Subdural strip, grid, or depth electrodes are sometimes necessary for the localization or lateralization of seizures. The Wada test (intracarotid sodium amytal injected sequentially into the right then left common carotid arteries) is used to determine language lateralization and helps predict the ability of each hemisphere to support memory function. Neuropsychological tests evaluate the patient’s cognitive abilities and help physicians understand which brain regions may be malfunctioning as a result of epilepsy. Less commonly used tests, such as SPECT and PET scans, are also available to help localize the seizure condition. The California Pacific Epilepsy Program uses all of these studies to select the patients most likely to benefit from epilepsy surgery.

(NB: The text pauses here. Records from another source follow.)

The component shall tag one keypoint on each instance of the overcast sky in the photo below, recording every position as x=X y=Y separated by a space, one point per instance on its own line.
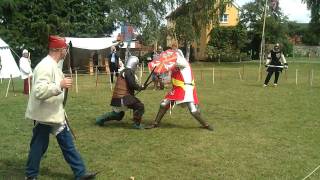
x=294 y=9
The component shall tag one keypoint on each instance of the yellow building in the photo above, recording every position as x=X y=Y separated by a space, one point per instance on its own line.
x=229 y=18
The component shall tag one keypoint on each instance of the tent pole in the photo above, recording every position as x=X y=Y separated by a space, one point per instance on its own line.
x=262 y=41
x=14 y=92
x=8 y=87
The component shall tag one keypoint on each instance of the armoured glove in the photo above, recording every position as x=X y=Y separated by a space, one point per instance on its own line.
x=143 y=87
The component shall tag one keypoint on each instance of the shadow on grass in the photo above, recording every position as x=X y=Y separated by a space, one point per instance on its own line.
x=128 y=125
x=12 y=169
x=15 y=169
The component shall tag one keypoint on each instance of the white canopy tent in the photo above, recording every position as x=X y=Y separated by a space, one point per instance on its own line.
x=9 y=65
x=92 y=43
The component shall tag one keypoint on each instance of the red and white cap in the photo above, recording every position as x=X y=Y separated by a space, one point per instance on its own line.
x=57 y=42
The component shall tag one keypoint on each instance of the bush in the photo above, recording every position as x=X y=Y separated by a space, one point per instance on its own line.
x=227 y=55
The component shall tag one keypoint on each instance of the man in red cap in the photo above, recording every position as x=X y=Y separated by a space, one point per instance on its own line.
x=45 y=108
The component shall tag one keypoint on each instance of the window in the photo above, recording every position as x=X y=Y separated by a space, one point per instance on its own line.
x=224 y=18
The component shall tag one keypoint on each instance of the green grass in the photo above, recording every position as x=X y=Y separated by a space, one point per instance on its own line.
x=260 y=133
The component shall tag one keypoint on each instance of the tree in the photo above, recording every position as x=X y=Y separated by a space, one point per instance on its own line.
x=251 y=17
x=314 y=27
x=192 y=16
x=27 y=24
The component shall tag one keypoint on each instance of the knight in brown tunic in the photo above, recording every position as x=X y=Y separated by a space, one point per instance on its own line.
x=123 y=96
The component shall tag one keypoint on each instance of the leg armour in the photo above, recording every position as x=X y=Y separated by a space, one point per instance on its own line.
x=164 y=106
x=195 y=112
x=109 y=116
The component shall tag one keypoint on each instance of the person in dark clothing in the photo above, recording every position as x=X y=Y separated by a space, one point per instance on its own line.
x=95 y=58
x=275 y=64
x=123 y=96
x=113 y=61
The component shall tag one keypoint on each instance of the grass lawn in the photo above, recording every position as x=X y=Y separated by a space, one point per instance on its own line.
x=260 y=133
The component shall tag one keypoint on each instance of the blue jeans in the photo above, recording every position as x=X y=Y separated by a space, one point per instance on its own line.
x=39 y=145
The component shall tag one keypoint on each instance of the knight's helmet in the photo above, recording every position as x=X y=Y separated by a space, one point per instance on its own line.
x=132 y=63
x=276 y=47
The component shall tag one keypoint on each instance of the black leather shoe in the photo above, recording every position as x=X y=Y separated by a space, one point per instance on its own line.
x=152 y=126
x=208 y=127
x=89 y=175
x=30 y=178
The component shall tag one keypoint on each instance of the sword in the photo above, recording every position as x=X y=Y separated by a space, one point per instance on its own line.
x=147 y=83
x=275 y=66
x=66 y=91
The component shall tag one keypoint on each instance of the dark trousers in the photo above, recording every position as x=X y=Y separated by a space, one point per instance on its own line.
x=26 y=86
x=39 y=145
x=113 y=70
x=276 y=77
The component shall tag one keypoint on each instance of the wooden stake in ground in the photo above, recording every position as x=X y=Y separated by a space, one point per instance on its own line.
x=96 y=76
x=76 y=71
x=8 y=87
x=242 y=71
x=296 y=76
x=110 y=81
x=311 y=78
x=240 y=74
x=12 y=84
x=29 y=81
x=212 y=76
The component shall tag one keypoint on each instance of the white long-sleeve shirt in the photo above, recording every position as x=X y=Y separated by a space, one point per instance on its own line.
x=25 y=68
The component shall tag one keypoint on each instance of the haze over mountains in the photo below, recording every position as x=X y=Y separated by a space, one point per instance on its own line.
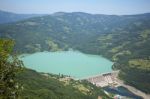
x=7 y=17
x=123 y=39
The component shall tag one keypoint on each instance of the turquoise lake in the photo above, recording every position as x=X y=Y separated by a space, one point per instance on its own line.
x=73 y=63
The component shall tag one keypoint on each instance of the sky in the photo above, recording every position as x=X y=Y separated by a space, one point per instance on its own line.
x=115 y=7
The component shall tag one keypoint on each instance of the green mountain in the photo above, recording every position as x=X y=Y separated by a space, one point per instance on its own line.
x=122 y=39
x=48 y=86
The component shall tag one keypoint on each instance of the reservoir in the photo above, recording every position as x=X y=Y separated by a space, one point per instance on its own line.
x=72 y=63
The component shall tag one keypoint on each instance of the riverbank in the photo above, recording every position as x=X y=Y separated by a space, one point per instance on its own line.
x=133 y=90
x=111 y=79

One common surgically remediable epileptic condition is temporal lobe epilepsy. Such patients typically suffer from medically refractory complex partial epilepsy. Not all patients in this category will develop secondary generalized seizures. The MRI scan may show scarring of the temporal lobe’s hippocampus and surrounding structures, known as “mesial temporal sclerosis.” Video EEG recordings would show lateralized temporal lobe interictal spikes and seizure onsets from the sphenoidal or lateral temporal electrodes. Neuropsychological tests would likely indicate lateralized deficits, suggesting poor function of the involved temporal lobe. Wada testing would help the team understand the hemisphere that supports language and the ability of the opposite hemisphere to support memory function. Removal of the diseased temporal lobe, temporal lobectomy, is safe and frequently performed. Temporal lobectomy is usually the best alternative for medically refractory complex partial epilepsy arising from a diseased temporal lobe. The combined surgery risk is about 4%. The success rates for excellent seizure control or seizure freedom are 80-95%.

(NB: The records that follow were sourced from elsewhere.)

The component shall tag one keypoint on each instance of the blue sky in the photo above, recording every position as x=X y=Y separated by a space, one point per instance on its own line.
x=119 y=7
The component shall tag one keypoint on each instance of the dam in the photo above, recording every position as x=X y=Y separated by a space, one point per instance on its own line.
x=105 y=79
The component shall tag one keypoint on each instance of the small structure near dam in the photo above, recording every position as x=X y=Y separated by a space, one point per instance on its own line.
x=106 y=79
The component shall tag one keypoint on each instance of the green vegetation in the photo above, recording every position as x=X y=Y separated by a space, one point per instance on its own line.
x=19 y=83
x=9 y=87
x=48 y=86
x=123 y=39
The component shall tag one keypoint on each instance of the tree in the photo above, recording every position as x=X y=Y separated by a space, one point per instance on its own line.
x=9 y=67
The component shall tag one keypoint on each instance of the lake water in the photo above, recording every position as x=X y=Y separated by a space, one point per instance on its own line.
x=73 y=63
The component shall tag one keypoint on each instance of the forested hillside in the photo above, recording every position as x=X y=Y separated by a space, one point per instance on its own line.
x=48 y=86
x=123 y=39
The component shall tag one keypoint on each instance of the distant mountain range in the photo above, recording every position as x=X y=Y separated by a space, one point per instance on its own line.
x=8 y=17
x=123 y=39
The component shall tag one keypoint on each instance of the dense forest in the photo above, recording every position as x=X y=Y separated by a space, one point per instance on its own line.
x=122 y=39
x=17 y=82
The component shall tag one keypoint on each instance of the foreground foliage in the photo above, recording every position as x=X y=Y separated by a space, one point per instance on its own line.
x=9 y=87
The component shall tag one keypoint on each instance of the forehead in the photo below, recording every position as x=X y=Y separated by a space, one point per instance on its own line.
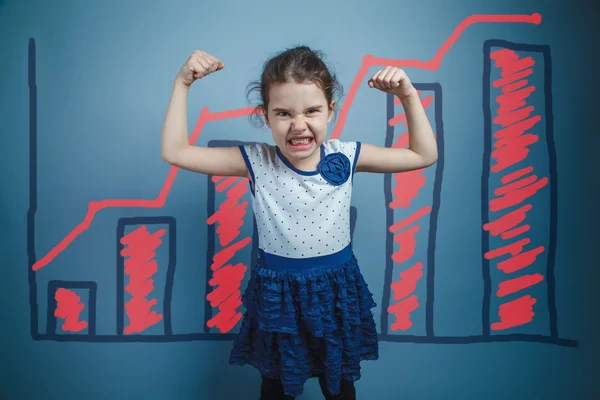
x=293 y=94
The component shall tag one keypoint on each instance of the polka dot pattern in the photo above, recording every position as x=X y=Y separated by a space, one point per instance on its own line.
x=299 y=214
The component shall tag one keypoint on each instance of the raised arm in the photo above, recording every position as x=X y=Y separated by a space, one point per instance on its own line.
x=422 y=148
x=175 y=149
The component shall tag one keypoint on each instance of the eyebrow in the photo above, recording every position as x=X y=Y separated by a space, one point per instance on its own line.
x=278 y=109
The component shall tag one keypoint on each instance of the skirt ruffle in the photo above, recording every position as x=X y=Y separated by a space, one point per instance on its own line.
x=304 y=324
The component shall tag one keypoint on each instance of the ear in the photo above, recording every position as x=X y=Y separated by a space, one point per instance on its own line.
x=262 y=107
x=331 y=108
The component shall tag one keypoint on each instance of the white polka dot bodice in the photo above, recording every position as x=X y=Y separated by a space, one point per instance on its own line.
x=300 y=214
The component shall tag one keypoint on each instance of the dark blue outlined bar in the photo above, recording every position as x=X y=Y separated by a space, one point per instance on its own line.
x=436 y=88
x=53 y=286
x=544 y=50
x=212 y=235
x=172 y=246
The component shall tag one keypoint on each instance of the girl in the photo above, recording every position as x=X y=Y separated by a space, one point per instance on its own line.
x=308 y=308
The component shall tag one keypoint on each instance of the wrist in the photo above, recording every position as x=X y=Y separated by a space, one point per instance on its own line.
x=410 y=96
x=179 y=84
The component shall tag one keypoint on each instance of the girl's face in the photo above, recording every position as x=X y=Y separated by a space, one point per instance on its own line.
x=298 y=115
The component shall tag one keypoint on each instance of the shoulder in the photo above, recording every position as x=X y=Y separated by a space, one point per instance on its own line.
x=258 y=150
x=349 y=149
x=336 y=145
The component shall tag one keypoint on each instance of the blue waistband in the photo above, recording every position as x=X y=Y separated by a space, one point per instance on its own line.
x=279 y=263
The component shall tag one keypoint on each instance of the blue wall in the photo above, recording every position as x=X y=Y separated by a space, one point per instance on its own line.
x=84 y=92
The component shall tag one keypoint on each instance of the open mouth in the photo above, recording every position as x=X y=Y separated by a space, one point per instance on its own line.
x=300 y=143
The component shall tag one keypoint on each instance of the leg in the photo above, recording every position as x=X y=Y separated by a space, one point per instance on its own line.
x=347 y=390
x=272 y=389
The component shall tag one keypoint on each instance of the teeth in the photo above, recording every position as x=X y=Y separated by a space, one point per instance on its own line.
x=300 y=141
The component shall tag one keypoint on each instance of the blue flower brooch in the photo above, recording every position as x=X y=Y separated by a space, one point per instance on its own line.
x=335 y=168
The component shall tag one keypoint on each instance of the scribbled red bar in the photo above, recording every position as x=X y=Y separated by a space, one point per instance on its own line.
x=140 y=267
x=518 y=215
x=410 y=200
x=227 y=265
x=69 y=308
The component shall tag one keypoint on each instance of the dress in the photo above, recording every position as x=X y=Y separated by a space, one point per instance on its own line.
x=308 y=308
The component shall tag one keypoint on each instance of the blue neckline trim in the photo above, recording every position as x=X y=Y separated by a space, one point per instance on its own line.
x=290 y=166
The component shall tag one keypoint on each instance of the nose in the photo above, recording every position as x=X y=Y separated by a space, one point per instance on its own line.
x=298 y=124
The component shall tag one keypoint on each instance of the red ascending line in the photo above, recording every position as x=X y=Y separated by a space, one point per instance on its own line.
x=206 y=116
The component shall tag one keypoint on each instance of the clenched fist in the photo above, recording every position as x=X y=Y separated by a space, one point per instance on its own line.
x=198 y=66
x=392 y=80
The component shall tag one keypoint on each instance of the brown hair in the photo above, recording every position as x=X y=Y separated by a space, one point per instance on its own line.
x=298 y=64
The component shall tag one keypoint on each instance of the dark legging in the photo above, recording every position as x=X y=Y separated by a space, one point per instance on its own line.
x=272 y=389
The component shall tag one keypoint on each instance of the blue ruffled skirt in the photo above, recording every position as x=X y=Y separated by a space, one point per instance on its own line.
x=302 y=322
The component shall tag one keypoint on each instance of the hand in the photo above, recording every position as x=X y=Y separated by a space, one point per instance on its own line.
x=394 y=81
x=198 y=66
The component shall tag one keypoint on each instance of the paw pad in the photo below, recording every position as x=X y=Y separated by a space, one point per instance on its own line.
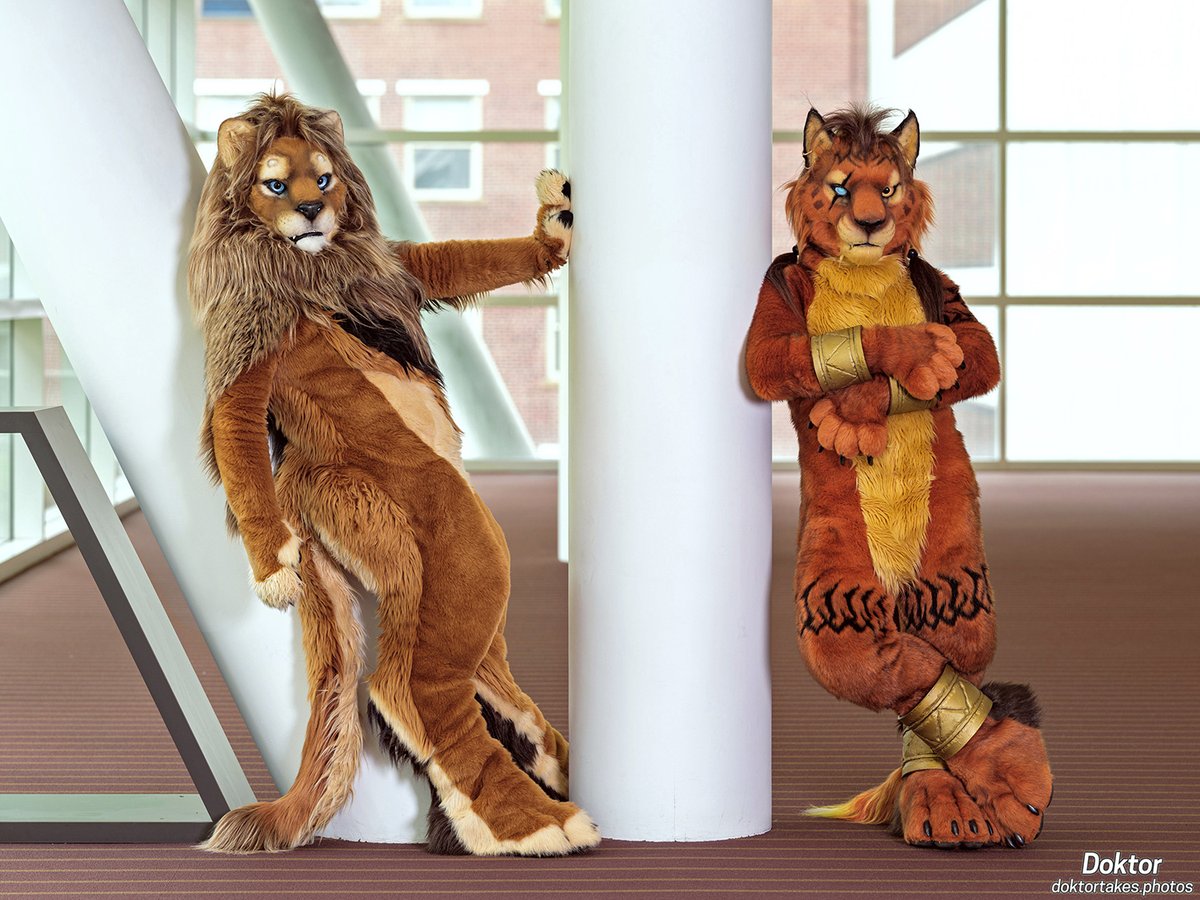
x=553 y=189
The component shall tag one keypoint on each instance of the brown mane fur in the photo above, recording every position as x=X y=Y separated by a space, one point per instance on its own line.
x=249 y=286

Patients may not be candidates for tissue resection to control epilepsy if the diseased brain is located in the eloquent cortex, if the seizures come from both sides of the brain, or if previous surgery has failed to control the epilepsy. The California Pacific Epilepsy Program participates in promising new investigational research in the field of responsive neural stimulation with the NeuroPace Responsive Neurostimulator (RNSTM) System Pivotal clinical trial. The surgeon implants electrodes into the diseased areas of the brain. The electrodes are then attached to the implanted RNS device. The device records brain activity and senses when a seizure is about to occur. A small, subthreshold counter-stimulation is applied to abort the seizure activity before it propagates into a full seizure. To date, the California Pacific Epilepsy Program has the nation’s largest clinical experience with the use of this device.
Vagus Nerve Stimulator
The vagus nerve stimulator is an alternative surgical treatment for epilepsy not responsive to medications and not treatable by surgery to remove tissue. This device stimulates the brain indirectly through the vagus nerve’s connection to the central nervous system. About 50% of the patients implanted with this device will respond by improved seizure control and/or lessened severity of seizures. The device is implanted as an outpatient procedure and severe complications from the use of this device are very rare.

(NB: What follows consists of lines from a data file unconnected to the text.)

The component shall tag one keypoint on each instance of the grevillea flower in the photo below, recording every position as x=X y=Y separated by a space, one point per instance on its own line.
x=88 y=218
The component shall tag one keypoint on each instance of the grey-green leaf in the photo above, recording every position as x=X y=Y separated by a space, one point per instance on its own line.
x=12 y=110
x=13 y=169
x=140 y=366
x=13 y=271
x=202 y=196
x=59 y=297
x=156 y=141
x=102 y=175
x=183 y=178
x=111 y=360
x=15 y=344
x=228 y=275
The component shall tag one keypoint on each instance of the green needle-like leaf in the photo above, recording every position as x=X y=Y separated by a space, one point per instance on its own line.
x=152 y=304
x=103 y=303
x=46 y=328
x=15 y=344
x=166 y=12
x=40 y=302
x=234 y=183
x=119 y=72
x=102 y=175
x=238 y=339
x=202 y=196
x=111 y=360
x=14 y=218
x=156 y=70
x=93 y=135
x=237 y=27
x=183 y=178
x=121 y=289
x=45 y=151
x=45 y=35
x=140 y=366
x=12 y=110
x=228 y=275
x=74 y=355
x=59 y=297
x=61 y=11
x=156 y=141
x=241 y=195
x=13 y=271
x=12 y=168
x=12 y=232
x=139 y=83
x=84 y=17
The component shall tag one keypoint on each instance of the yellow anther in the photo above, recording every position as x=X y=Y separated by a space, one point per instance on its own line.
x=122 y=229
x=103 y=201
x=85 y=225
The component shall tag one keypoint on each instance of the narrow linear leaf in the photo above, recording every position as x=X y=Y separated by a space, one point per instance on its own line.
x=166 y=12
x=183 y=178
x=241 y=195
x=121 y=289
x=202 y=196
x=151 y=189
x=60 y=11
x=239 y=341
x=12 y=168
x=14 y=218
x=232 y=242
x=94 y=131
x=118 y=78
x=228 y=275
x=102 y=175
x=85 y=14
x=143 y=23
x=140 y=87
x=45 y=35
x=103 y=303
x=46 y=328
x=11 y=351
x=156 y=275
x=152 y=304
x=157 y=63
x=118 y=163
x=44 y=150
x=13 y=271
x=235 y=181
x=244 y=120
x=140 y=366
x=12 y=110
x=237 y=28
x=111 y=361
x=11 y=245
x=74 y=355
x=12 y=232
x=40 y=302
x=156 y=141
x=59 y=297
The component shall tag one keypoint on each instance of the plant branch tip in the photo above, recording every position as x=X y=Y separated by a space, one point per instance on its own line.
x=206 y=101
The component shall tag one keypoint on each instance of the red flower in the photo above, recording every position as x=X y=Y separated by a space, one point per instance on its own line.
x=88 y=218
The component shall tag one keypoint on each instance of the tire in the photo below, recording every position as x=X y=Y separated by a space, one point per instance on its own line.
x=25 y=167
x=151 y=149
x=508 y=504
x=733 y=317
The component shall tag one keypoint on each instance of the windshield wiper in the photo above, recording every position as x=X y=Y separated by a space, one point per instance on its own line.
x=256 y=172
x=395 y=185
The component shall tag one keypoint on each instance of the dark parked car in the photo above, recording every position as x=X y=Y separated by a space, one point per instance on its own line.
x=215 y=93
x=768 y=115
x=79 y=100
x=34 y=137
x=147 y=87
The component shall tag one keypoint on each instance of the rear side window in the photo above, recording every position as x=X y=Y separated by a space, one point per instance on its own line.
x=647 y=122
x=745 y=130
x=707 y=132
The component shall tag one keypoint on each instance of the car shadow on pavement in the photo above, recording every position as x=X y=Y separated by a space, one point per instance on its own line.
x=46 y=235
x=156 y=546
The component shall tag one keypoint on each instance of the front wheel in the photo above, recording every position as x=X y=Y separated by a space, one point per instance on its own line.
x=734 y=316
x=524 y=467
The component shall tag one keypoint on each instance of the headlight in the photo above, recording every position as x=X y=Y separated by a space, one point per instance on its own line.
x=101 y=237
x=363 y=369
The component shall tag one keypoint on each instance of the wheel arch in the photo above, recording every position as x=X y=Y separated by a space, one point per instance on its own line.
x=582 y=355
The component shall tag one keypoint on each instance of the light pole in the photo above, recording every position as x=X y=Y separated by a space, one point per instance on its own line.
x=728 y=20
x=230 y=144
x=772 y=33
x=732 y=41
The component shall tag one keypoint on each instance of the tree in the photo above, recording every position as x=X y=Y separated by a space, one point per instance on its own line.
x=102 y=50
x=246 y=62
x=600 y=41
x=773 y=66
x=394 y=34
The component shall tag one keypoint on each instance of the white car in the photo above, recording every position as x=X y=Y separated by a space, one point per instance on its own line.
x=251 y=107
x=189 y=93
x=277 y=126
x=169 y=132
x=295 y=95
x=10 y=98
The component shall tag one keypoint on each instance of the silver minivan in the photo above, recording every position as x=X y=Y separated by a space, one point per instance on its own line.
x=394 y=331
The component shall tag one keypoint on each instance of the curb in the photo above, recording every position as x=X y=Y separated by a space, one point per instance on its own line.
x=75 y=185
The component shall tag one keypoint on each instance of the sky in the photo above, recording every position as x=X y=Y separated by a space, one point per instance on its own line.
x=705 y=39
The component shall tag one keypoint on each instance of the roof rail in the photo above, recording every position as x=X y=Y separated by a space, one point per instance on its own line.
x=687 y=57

Vascular malformations, benign or malignant brain tumors, and other structural lesions can cause epilepsy. If the comprehensive workup for epilepsy reveals such a condition, surgery is usually recommended for removal of the lesion. Long-term follow-up data indicate that improved seizure control rates can be obtained in these cases if epileptic cortex surrounding the lesion is removed at the same time as the lesion removal surgery. The techniques for identification and removal of epileptic tissues are a safe and useful adjunct to the standard neurosurgical procedures used to remove these lesions.
The success rates are high for surgical treatments of medically refractory epilepsy conditions. Patients can be referred to comprehensive epilepsy programs such as the California Pacific Epilepsy Program for an evaluation to determine the best options. Physicians work with the referring physicians to optimize care and improve quality of life for patients with epilepsy.